The discovery of oil along Alaska’s North Slope in the 1960’s resulted in renewed interest in development in the Arctic National Wildlife Refuge, due to the fact that it covers a significant portion of the region. However, development has been halted due to public opposition on the part of Alaskans and conservationists, who want to retain ANWR as a safe habitat for wildlife that might otherwise be threatened. In 1980, President Jimmy Carter signed the Alaska National Interest Lands Conservation Act into law, further protecting ANWR from human encroachment.

At the moment, ANWR remains closed for oil exploration and other large-scale development. There are a number of Alaskan Native villages in the region, the largest being Kaktovik, an Iñupiat village of 258 located along ANWR’s northern edge. There are no roads within or connecting to ANWR, with residents restricted to travel via air or sea. It is also possible to enter the Refuge by hiking, as the Dalton Highway is located just west of ANWR.

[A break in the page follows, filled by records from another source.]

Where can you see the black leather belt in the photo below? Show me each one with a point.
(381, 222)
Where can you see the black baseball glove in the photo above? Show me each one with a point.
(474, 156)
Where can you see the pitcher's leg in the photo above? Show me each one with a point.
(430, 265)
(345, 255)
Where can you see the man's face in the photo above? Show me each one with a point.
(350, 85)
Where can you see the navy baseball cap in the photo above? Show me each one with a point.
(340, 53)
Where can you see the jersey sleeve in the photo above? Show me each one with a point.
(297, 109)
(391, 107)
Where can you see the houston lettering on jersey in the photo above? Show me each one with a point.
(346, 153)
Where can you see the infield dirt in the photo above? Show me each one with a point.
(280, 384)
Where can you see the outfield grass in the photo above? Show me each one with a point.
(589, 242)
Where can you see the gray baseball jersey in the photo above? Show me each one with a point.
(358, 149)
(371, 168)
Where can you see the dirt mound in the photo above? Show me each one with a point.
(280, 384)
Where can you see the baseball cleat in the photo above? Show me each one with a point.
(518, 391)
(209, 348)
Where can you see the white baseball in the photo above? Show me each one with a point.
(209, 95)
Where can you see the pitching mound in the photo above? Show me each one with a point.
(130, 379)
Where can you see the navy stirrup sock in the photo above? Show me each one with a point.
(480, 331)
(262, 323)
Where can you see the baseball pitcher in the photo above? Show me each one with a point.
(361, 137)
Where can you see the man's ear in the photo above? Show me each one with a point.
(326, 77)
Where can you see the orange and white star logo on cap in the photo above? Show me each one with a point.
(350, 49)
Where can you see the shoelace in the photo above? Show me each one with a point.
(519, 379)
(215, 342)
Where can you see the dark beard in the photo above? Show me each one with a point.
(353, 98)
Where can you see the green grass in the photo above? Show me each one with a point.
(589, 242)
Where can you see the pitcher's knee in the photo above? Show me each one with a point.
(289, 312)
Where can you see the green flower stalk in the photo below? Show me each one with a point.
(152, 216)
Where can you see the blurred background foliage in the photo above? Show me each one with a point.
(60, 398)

The Arctic National Wildlife Refuge boasts a larger variety of wildlife than any other park or protected area in the Arctic Circle, with six different ecozones contained within its boundaries. Fauna found within ANWR include polar bears, caribou, Dall sheep, Dolly Varden trout, grizzly bears, golden eagles, and many more. The southern part of ANWR is largely taiga, marked by frequent forest fires due to lightning storms.

Oil drilling in ANWR remains a controversial topic, with oil firms interested in development along the Refuge’s Arctic coast. It is estimated that between 5 and 16 billion barrels of oil and natural gas are contained within the Refuge, primarily in a section of the North Slope known as the “1002 area.” Development remains halted due to the necessity of Congressional approval, concerns over whether development would be profitable due to the changing price of oil, and fears that oil drilling would permanently harm the wildlife in the area.

Another concern related to the Arctic National Wildlife Refuge is the effects of climate change. Rising sea levels in the Arctic Ocean pose a threat to the wildlife of ANWR by submerging coastlines and destroying habitats. Oil exploitation has been halted in part due to fears that it would accelerate the rate of climate change-related degradation.

Conclusion

The Arctic National Wildlife Refuge remains one of the most important natural sanctuaries in the world. With millions of acres of untouched land, it has become an important landmark for preserving the diversity and ecology of the Arctic Circle. While political changes in the future may result in parts of ANWR being opened for exploitation, the Refuge as a whole remains a significant tool in conserving the natural balance of rural Alaska.